Brenda D. HARDY, Plaintiff-Appellant, v. CHEMETRON CORPORATION, Defendant-Appellee

GARZA, Circuit Judge,

dissenting:

I concur in Parts I-VI of the majority opinion. I am convinced, however, that it was reversible error for the district court to exclude evidence of defendant’s subsequent remedial measures when it was offered for the purpose of impeachment. From Part VII of the majority opinion, therefore, I dissent.

My analysis of Rule 407 under the circumstances presented in this case requires a somewhat more detailed rendition of the facts than is presented by the majority. Of particular importance to a complete understanding of this case are: 1) an appreciation of the way that the machine which injured Mrs. Hardy worked, and 2) an examination of the testimony of defendant’s expert, Mr. Jeffrey Bookwalter, whose statements repeatedly opened the door to impeachment by evidence of defendant’s subsequent design changes.

I.

Mrs. Hardy’s employer, Mid-South Packers, is in the business of packaging meat products. The paper cutter that injured the plaintiff in this case is a component of a larger bacon slicing and packaging operation at Mid-South. It works basically as follows: Large slabs of bacon are sliced up into thin strips by a circular rotating slicing knife. The strips fall onto a sheet of wax paper that moves approximately ten feet “upstream” on a conveyor belt. The belt, the bacon strips, and the wax paper pass beneath a second blade, a circular rotating paper-cutting knife, which is regulated to cut at intervals, leaving the desired number of bacon strips on an appropriately sized sheet of wax paper.

When the machine is in operation, the paper-cutting knife is enclosed in a safety cage. By raising this cage, the operator of the machine trips a limit switch, thereby disengaging the clutch that connects the knife to an electric motor. The circular knife blade, thus, is supposed to stop spinning when the safety cage is in the raised position. A redundancy feature also allows the operator to shut down the motor that drives the knife by setting a switch, located approximately six feet upstream from the paper-cutting knife, to the “off” position.
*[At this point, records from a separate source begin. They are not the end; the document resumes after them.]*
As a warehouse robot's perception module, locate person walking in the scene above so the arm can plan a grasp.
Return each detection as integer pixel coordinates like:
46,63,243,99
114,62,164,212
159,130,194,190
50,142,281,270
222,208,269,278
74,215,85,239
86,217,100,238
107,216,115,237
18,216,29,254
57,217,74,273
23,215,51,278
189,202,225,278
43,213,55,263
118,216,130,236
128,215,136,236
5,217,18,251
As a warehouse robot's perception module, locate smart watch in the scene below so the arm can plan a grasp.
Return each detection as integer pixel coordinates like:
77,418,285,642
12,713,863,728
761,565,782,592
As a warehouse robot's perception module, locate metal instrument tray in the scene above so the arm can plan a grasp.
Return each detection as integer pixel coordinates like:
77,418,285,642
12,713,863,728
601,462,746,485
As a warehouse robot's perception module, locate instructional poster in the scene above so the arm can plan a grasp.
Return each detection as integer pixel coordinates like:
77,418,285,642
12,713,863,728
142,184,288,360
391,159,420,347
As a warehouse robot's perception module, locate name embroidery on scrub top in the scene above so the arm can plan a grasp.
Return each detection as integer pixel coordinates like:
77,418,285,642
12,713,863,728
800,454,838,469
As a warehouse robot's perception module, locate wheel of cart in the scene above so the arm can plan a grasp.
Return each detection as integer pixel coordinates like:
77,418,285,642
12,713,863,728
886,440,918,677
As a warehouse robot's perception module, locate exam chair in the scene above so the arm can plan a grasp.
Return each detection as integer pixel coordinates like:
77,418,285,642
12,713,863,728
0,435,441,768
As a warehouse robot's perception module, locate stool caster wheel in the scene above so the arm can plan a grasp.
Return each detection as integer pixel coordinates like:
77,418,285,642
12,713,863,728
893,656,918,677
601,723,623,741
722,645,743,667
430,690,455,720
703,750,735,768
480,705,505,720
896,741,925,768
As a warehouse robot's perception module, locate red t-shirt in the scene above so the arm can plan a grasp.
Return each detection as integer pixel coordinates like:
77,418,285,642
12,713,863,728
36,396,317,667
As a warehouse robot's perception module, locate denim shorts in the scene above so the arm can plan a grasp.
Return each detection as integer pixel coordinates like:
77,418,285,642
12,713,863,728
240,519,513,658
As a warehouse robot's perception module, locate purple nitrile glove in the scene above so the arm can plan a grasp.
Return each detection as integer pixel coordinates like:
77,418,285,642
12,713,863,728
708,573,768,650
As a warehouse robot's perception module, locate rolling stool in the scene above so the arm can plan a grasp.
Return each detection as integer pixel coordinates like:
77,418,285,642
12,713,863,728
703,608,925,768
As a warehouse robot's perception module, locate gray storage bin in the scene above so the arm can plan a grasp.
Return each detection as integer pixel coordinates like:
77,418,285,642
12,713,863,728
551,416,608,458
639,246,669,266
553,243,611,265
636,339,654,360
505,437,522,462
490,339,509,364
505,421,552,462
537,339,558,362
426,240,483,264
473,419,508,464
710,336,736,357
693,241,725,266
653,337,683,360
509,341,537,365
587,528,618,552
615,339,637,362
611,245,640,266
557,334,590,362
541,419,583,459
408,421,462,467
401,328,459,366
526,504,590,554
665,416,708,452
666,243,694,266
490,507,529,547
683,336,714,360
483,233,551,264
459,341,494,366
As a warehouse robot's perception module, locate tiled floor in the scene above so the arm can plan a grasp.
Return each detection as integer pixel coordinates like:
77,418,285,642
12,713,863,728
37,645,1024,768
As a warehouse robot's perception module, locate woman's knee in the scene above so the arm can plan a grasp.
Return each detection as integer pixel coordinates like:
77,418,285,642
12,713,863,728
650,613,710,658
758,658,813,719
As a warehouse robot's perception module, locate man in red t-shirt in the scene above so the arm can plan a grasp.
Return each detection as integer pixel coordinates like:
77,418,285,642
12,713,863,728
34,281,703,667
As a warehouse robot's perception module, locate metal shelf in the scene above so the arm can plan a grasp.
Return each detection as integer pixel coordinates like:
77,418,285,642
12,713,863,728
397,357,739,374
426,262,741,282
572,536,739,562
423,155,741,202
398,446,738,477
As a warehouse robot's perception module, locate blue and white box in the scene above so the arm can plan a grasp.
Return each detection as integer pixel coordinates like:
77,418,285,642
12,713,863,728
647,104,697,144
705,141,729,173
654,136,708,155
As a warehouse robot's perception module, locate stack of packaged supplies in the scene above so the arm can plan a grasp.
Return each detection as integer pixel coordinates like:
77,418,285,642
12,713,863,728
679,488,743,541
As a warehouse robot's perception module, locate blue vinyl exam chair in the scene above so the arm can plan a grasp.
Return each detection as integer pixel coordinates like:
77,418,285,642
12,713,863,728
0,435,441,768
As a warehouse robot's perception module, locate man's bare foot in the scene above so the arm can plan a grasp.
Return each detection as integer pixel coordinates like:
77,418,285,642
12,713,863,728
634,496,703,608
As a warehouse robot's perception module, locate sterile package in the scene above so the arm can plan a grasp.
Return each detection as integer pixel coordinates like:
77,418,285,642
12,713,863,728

At the time of this accident, the logic of the electrical circuitry system would allow the motor to continue running even though the operator had raised the safety cage; raising the cage merely served to disengage the clutch that connected the motor to the circular knife blade. On October 15, 1983, plaintiff was cleaning debris from around the paper-cutting knife when the machine “cycled” and cut off the ends of the index and middle fingers on her right hand. According to uncontroverted trial testimony, the safety cage was raised and *1013the on/off switch was in the “off” position when the accident occurred.

An engineering expert for the plaintiff testified that the accident might not have occurred if the paper cutter had been wired such that raising the safety cage would shut down the motor instead of merely disengaging the clutch. Chemetron’s engineering expert asserted that the accident might have been caused by a short circuit resulting from excessive moisture around the terminal or from degraded wire insulation. In other words, Chemetron claimed that improper maintenance by Mid-South was an intervening cause of the accident. In addition, the same expert witness testified that re-wiring would not have prevented the accident since, in the event of a short circuit, the electrical impulse would have continued to the motor just as it had travelled to the clutch. Defense counsel elicited testimony to this same effect on cross examination of Mr. Mike Stevens, a Mid-South mechanic.

Plaintiffs counsel attempted to introduce evidence that Chemetron rewired the paper cutter shortly after the accident so that raising the safety cage would turn off the motor as well as disengage the clutch. Chemetron’s senior engineer, Mr. Steven Newell, wrote a letter in connection with this redesign indicating that the rewiring would “prevent accidental actuation of the paper knife and possible injury.” The district court ruled the evidence of the rewiring inadmissible as a subsequent remedial measure under Federal Rule of Evidence 407. The court also refused to allow any reference to Mr. Newell’s letter because it was written in connection with the subsequent remedial measure.

II.

Rule 407 precludes introduction of subsequent remedial measures “to prove negligence or culpable conduct” on the part of the defendant in connection with an accident. The rule does not apply, however, when the measures are offered “for another purpose, such as proving ownership, control, or feasibility of precautionary measures, if controverted, or impeachment.” Fed.R.Evid. 407. [emphasis added]. Chemetron never denied the feasibility of rewiring the safety cage limit switch so that it would shut down the motor in addition to disengaging the clutch. There appear in the record, however, at least three instances in which the letter written by Chemetron’s senior engineer, Mr. Newell, contradicted the trial testimony of defendant’s expert, Mr. Jeffrey Bookwalter.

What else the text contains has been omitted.